Recensione a cura di Martina Masi (corso Editoria e Comunicazione Digitale 21\22)
LEGGERE LOLITA A TEHERAN, Azar Nafisi
(traduzione di Roberto Serrai, Adelphi, pagine 375, prima pubblicazione 2003)
Leggere Azar Nafisi per noi è un atto di consapevolezza, proprio come leggere Nabokov nell’Iran del 1995 era un atto di resistenza – e forse lo è anche oggi. In una Teheran in cui le università disconoscono le donne, in cui le librerie dove si vendono Fitzgerald e Jane Austen vengono sequestrate, in cui la polizia religiosa uccide per una ciocca di capelli sfuggiata al chador, la professoressa di letteratura inglese Azar Nafisi riunisce segretamente nel suo salotto le sue migliori studentesse, per discutere proprio di quelle opere che il regime islamico di Khomeini ha messo al bando. Ecco allora che il capolavoro di Nabokov si rivela “una denuncia dell’essenza stessa di ogni totalitarismo” e che Henry James diventa l’unico rifugio nelle notti di bombardamenti, in cui “fra le pagine resta la sirena d’allarme”.

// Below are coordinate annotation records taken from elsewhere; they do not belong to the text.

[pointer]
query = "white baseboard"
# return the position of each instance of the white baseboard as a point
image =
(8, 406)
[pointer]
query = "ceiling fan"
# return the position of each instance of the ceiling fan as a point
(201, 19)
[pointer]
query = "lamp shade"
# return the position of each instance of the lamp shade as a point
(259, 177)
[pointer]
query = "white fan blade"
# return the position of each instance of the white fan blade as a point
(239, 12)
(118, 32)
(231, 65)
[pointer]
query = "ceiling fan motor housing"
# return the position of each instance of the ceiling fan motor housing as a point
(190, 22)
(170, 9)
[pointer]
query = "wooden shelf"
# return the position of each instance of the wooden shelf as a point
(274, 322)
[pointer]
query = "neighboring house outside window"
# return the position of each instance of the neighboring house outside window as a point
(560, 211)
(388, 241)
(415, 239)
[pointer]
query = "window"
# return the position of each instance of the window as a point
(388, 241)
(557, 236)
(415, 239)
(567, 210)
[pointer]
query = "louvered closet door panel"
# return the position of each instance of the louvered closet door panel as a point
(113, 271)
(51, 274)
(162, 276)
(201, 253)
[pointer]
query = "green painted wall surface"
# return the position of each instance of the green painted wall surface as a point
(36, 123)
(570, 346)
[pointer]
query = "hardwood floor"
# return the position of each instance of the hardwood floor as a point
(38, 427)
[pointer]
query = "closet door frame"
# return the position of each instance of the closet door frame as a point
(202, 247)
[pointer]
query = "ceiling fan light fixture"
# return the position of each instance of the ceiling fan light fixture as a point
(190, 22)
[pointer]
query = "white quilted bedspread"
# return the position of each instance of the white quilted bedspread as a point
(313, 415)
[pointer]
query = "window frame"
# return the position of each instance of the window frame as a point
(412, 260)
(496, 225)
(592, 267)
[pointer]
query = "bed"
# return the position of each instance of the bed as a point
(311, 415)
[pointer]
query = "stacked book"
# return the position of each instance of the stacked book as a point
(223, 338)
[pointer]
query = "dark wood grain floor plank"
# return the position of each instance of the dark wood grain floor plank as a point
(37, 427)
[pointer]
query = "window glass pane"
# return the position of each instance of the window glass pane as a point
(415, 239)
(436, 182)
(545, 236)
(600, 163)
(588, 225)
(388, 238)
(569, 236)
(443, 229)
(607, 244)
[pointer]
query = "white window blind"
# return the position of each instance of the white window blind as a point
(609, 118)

Alla storia dell’autrice si intrecciano indissolubilmente quelle delle sue sette giovani studentesse, che appartengono ad una generazione molto diversa da quella di Nafisi: sono nate con la rivoluzione alle porte e per questo “i loro ricordi sono fatti di desideri irrealizzati, di cose che non hanno mai avuto”. Sono diventate adolescenti in un Iran in cui è impossibile esserlo davvero, perché impossibili sono tutte quelle esperienze adolescenziali che noi diamo per scontate. Sono riuscite ad iscriversi all’università, per poi scoprire che i loro capelli scoperti sono sufficienti a farle espellere e che i corsi di letterature occidentali, che avrebbero tanto voluto seguire, sono stati sospesi, esattamente come sospesi sono anche i corsi tenuti da professoresse che, come Azar Nafisi, si rifiutano di piegarsi alle imposizioni del regime. La scelta di continuare a studiare segretamente unisce le vite di sette ragazze molto diverse fra loro, alcune profondamente credenti, altre assolutamente atee, alcune provenienti da famiglie favorevoli alla rivoluzione islamica, altre da famiglie che l’hanno osteggiata. Le discussioni durante i pomeriggi di studio sono spesso animate e Nafisi, proprio grazie ai dialoghi fra le sue ragazze, ci fa entrare a pieno nella complessità e nella contraddittorietà dell’Iran di Komehini in cui l’unica certezza per le donne è la volontà del regime di controllarle attraverso l’omologazione.
Azar Nafisi continua a tenere le sue lezioni all’università fino a quando le è possibile, cioè fino al 1995, opponendosi con forza alla visione riduttiva dei Guardiani della Rivoluzione, i quali pretendono che la letteratura sia studiata e insegnata in un’ottica moralizzante oppure – dove questo non sia possibile – censurata.
La resistenza dell’autrice sta proprio nel continuare a far riflettere i suoi studenti. È il caso ad esempio di Daisy Miller, il romanzo breve di Henry James, che apre il dibattito sulla morigeratezza di un personaggio femminile, in tutto e per tutto contrario alle norme della Repubblica Islamica, ma con cui in molti in aula sentono di poter empatizzare: “Daisy li confondeva, non sapevano più cosa fosse giusto e cosa sbagliato.”
Leggere Lolita a Teheran è un libro potente, capace di trasportarci nell’atmosfera surreale in cui è nato, volando sulle ali di alcune delle migliori pagine della letteratura occidentale.